Hace tiempo descubrí por internet los reportajes fotográficos de una joven ukraniana (creo) que viaja en moto sacando fotos de Chernobil y las demás ciudades y pueblos fantasmas cercanos a esta ciudad de la antigua Unión Soviética donde la gente tuvo que salir a la fuerza por uno de tantos errores del ser humano. Tan a la fuerza que la vida en Chernobil se paró de pronto: la noria de la feria ya no gira, pero está ahí, con sus colores apagándose tras el óxido del tiempo, su cestillos meciéndose al viento y detrás, la silueta de unos edificios a través de cuyas ventanas ya no mira nadie, y donde el polvo cubre fotos y objetos personales que sus habitantes, en una huida despavorida de un terror invisible dejaron sin quererlo olvidados en unas casas a las que nunca ni ellos ni sus nietos, podrán volver.

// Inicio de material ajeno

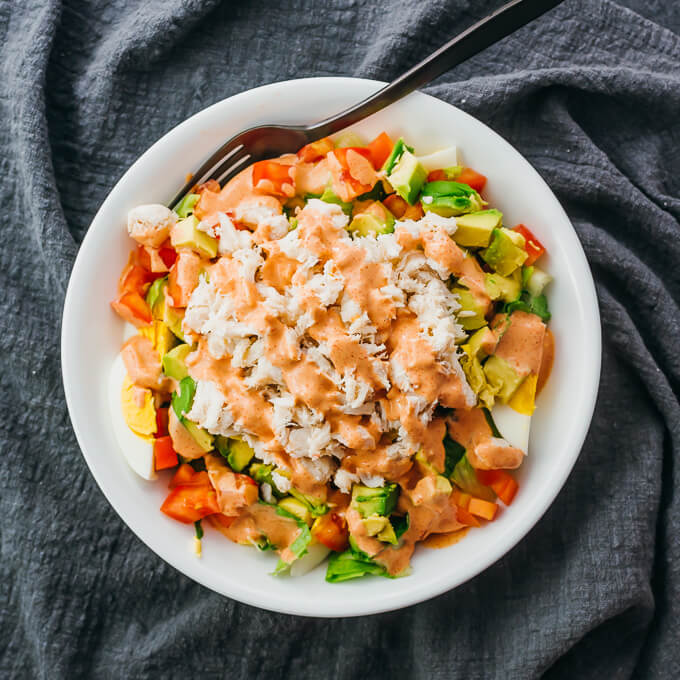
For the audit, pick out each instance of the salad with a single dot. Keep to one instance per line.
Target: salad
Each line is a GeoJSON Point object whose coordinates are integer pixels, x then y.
{"type": "Point", "coordinates": [337, 355]}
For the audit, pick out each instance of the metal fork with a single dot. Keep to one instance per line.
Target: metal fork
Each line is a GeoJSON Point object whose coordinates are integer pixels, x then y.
{"type": "Point", "coordinates": [268, 141]}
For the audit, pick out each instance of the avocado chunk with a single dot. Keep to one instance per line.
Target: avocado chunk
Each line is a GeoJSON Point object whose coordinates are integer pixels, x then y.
{"type": "Point", "coordinates": [202, 437]}
{"type": "Point", "coordinates": [295, 507]}
{"type": "Point", "coordinates": [505, 252]}
{"type": "Point", "coordinates": [502, 377]}
{"type": "Point", "coordinates": [506, 288]}
{"type": "Point", "coordinates": [450, 199]}
{"type": "Point", "coordinates": [407, 177]}
{"type": "Point", "coordinates": [376, 219]}
{"type": "Point", "coordinates": [473, 230]}
{"type": "Point", "coordinates": [397, 150]}
{"type": "Point", "coordinates": [174, 362]}
{"type": "Point", "coordinates": [172, 318]}
{"type": "Point", "coordinates": [380, 501]}
{"type": "Point", "coordinates": [236, 451]}
{"type": "Point", "coordinates": [329, 196]}
{"type": "Point", "coordinates": [473, 311]}
{"type": "Point", "coordinates": [186, 206]}
{"type": "Point", "coordinates": [185, 234]}
{"type": "Point", "coordinates": [481, 343]}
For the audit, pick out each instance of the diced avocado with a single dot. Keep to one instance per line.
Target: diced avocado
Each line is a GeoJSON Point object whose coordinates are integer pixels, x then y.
{"type": "Point", "coordinates": [502, 377]}
{"type": "Point", "coordinates": [473, 230]}
{"type": "Point", "coordinates": [174, 362]}
{"type": "Point", "coordinates": [239, 454]}
{"type": "Point", "coordinates": [202, 437]}
{"type": "Point", "coordinates": [481, 343]}
{"type": "Point", "coordinates": [374, 524]}
{"type": "Point", "coordinates": [464, 477]}
{"type": "Point", "coordinates": [506, 288]}
{"type": "Point", "coordinates": [348, 138]}
{"type": "Point", "coordinates": [329, 196]}
{"type": "Point", "coordinates": [186, 206]}
{"type": "Point", "coordinates": [164, 340]}
{"type": "Point", "coordinates": [424, 464]}
{"type": "Point", "coordinates": [536, 281]}
{"type": "Point", "coordinates": [505, 252]}
{"type": "Point", "coordinates": [155, 292]}
{"type": "Point", "coordinates": [315, 506]}
{"type": "Point", "coordinates": [449, 199]}
{"type": "Point", "coordinates": [473, 316]}
{"type": "Point", "coordinates": [185, 234]}
{"type": "Point", "coordinates": [407, 177]}
{"type": "Point", "coordinates": [295, 507]}
{"type": "Point", "coordinates": [380, 501]}
{"type": "Point", "coordinates": [172, 318]}
{"type": "Point", "coordinates": [262, 474]}
{"type": "Point", "coordinates": [373, 221]}
{"type": "Point", "coordinates": [397, 150]}
{"type": "Point", "coordinates": [477, 379]}
{"type": "Point", "coordinates": [387, 535]}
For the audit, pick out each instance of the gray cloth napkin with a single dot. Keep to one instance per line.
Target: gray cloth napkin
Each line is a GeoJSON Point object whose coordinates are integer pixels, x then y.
{"type": "Point", "coordinates": [590, 94]}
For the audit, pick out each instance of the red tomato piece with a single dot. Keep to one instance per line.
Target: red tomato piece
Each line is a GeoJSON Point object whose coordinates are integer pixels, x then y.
{"type": "Point", "coordinates": [533, 246]}
{"type": "Point", "coordinates": [472, 179]}
{"type": "Point", "coordinates": [316, 150]}
{"type": "Point", "coordinates": [276, 177]}
{"type": "Point", "coordinates": [168, 255]}
{"type": "Point", "coordinates": [132, 307]}
{"type": "Point", "coordinates": [380, 148]}
{"type": "Point", "coordinates": [331, 530]}
{"type": "Point", "coordinates": [164, 454]}
{"type": "Point", "coordinates": [189, 503]}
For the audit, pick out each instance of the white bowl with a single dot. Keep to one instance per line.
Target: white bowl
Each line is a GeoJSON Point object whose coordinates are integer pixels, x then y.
{"type": "Point", "coordinates": [92, 335]}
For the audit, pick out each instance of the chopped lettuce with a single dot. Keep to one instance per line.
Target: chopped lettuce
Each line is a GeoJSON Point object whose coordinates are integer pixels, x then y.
{"type": "Point", "coordinates": [184, 397]}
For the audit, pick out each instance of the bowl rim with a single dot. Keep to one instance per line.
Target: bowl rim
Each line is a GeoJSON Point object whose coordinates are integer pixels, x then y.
{"type": "Point", "coordinates": [587, 301]}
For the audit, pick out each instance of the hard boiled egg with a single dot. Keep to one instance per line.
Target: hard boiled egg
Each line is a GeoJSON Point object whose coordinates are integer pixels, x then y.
{"type": "Point", "coordinates": [137, 450]}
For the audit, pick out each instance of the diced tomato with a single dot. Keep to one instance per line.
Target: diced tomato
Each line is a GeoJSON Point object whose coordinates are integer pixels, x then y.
{"type": "Point", "coordinates": [461, 499]}
{"type": "Point", "coordinates": [533, 246]}
{"type": "Point", "coordinates": [164, 454]}
{"type": "Point", "coordinates": [380, 148]}
{"type": "Point", "coordinates": [161, 422]}
{"type": "Point", "coordinates": [396, 205]}
{"type": "Point", "coordinates": [464, 517]}
{"type": "Point", "coordinates": [472, 179]}
{"type": "Point", "coordinates": [316, 150]}
{"type": "Point", "coordinates": [189, 503]}
{"type": "Point", "coordinates": [132, 307]}
{"type": "Point", "coordinates": [276, 177]}
{"type": "Point", "coordinates": [482, 508]}
{"type": "Point", "coordinates": [168, 255]}
{"type": "Point", "coordinates": [184, 475]}
{"type": "Point", "coordinates": [355, 188]}
{"type": "Point", "coordinates": [331, 530]}
{"type": "Point", "coordinates": [437, 176]}
{"type": "Point", "coordinates": [501, 482]}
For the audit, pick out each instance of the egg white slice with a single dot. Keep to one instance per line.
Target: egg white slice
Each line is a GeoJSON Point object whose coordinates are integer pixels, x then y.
{"type": "Point", "coordinates": [444, 158]}
{"type": "Point", "coordinates": [512, 425]}
{"type": "Point", "coordinates": [137, 451]}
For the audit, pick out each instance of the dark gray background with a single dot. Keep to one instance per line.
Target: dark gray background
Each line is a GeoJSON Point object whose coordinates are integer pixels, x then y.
{"type": "Point", "coordinates": [589, 93]}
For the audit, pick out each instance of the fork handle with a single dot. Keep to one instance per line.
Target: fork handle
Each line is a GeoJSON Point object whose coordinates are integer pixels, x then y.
{"type": "Point", "coordinates": [479, 36]}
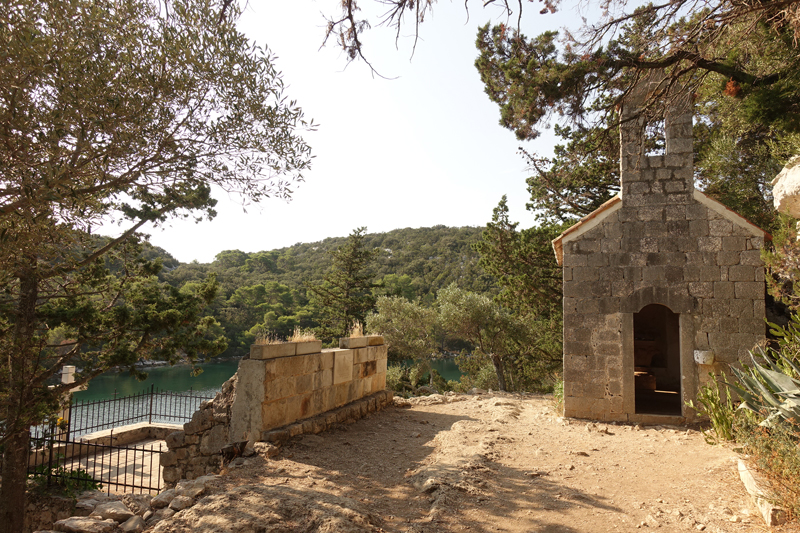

Veo esas fotos de la zona contaminada y me entra un sudor frío. Pero también me aborda la curiosidad sin límites. Nos hemos excluido a nosotros mismos de este planeta. Hemos abierto la caja de Pandora y en nuestra codicia hemos perdido varios kilómetros cuadrados. Ya no quedan para nadie. ¿nadie? No, nadie, el fantasmas oculto acaba lentamente, sin avisar, con toda la vida... Y sin embargo, la hierba crece en Chernobil, crece verde, con un verde que no se ve en todos los campos, crece dando color al bosque rural, a los árboles sin hojas, crecen plantas y arbustos tragándose poco a poco los edificios, dotando de nueva vida una tierra inhóspita donde de pronto se mueven unas ramas, se escucha una huida apresurada, un aullido después. Un ciervo sale corriendo, escapando de unos lobos, amos y señores de este bosque urbano que retorna a sus orígenes esta vez protegido del ser humano por la propia avaricia de este. ¿No sabe el lobo que ese fantasma invisible le está matando poco a poco? ¿es su vida tan breve y simple que no alcanza a sentir y sufrir su acción? ¿Y los árboles y la hierba, cómo pueden crecer verdes y frondosos en una zona donde todo lo que decide quedarse acaba muriendo?
Me fascina y me apasiona ese frío pisaje de Ukrania. Me pierdo por sus calles intentando desvelar el misterio que guarda estas casas sin hombres, ese mundo hecho por el hombre, destruido y abandonado por el hombre,... y renacido de sí mismo.
Hace unos días, mientras transitaba en coche por las calles de un nuevo barrio en la "zona de expansión" de mi ciudad, y veía las calles desiertas de gente y tráfico, los bajos de los edificios todavía de ladrillo sin arreglar, sin grafittis siquiera, las ventas con las persianas bajadas o subidas, con algún descolorido cartel de "se vende" o "se alquilan", pero sin ninguna luz en su interior; las imágenes de las calles de Chernobil volvían una vez más a mi mente. Sentía el frío de aquel valle de Ukrania en mis huesos, ahora aún con más fuerza, acentuado por el frío de esta meseta del norte de España un mes de diciembre, aunque igual hubiese sido en julio: las casas vacías, las calles desiertas, la ciudad muda cerrada antes de nacer una vez más por la estupidez humana, por un fantasmas que en este caso no recorrer invisible las calles como en Chernobil matando poco a poco a sus habitantes; el fantasma esta vez el fantasma duerme caliente en una casa bien guardada, y aprieta bajo su puño las llaves de las ciudades. No ha habido fallo técnico, no ha habido descuido. Está todo planificado. Reina la codicia humana, es el nuevo fantasmas envenenado que puebla las ciudades y una vez más, parte de esta tierra queda perdida para los hombres por culpa de ellos mismos.